Choć od premiery „Śniadania u Tiffany’ego” minęło już sześćdziesiąt lat, to styl jego największej gwiazdy – eterycznej Audrey Hepburn, nie traci na aktualności. Czarny golf, oversizowa koszula czy „mała czarna” są wciąż podstawą garderoby, nieśmiertelnymi składnikami elegancji i dobrego stylu. Jest w tym sporo zasługi samej Audrey, której plakaty zdobią niejeden dziewczęcy pokój, a najlepsze kreacje są nieustannie i z zapałem kopiowane.
Audrey uwielbiała dobrze wyglądać. Choć jej styl wygląda na niewymuszony i nonszalancki, to nie zapominajmy, że ubierali ją najwięksi. Przez ponad czterdzieści lat przyjaźniła się z Hubertem Givenchy, który zaprojektował jej najwspanialsze kreacje, także te znane nam z wielkiego ekranu. Mówiła o nim: Ufam Givenchy’emu tak samo, jak Amerykanki ufają swoim psychiatrom.
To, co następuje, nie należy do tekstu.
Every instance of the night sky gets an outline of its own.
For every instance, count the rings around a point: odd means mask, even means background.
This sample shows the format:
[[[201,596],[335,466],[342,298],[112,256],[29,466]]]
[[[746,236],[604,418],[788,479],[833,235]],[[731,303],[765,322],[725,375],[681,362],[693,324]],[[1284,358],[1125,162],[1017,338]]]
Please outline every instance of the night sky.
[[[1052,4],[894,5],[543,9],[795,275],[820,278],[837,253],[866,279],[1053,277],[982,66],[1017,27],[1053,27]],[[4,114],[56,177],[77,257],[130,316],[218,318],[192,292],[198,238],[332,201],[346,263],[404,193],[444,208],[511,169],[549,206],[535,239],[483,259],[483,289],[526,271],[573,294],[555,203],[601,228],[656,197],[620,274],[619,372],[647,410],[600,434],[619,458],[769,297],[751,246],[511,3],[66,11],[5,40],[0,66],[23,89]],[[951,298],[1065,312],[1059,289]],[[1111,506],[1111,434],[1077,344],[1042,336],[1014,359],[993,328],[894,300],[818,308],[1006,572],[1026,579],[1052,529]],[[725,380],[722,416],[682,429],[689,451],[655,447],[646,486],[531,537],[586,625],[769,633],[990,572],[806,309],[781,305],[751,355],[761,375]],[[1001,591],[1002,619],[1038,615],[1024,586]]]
Co składało się na ponadczasowy styl Audrey? Sprawdźmy!
1. Czarny golf
Aż trudno uwierzyć, że poniższe zdjęcie pochodzi z 1957 roku – przecież takie golfy są w modzie cały czas i bez problemu znajdziemy je w większości sklepów. Audrey uwielbiała klasyczne kroje i kolory, stąd częsta obecność czerni, także w tak zwanych total lookach. Czarny golf, czarne cygaretki i czarne baleriny – czyż nie taki obraz Audrey ma w pamięci wielu z nas?
2. Baleriny
Jaki fason butów Audrey wybierała najczęściej? Baleriny! Nosiła je we wszystkich kolorach, do właściwie każdej stylizacji. Białe, czarne, błękitne, zielone – internet pełny jest zdjęć, w których widać zamiłowanie Audrey do tych butów. Skąd wzięła się ta fascynacja? Być może powodem było to, że jako dziecko marzyła o zostaniu primabaleriną. A być może to, że po prostu ceniła minimalizm i wygodę.
3. Mała czarna
Czy można wyobrazić sobie Audrey bez klasycznej małej czarnej sukienki? Prawdopodobnie nie. Filmowy portret Holly z wysoko upiętymi włosami, perłami i dopasowaną czarną sukienką to jeden z najbardziej ikonicznych obrazów filmowych, który w dużej mierze przyczynił się do popularyzacji czarnych sukienek. I nie ma w tym nic dziwnego, bo to właśnie satynowa kreacja ze „Śniadania u Tiffany’ego” (kolejny projekt Huberta de Givenchy!) została uznana najlepszą suknią w historii kina, a jej oryginał wylicytowano za ponad 900 tysięcy dolarów.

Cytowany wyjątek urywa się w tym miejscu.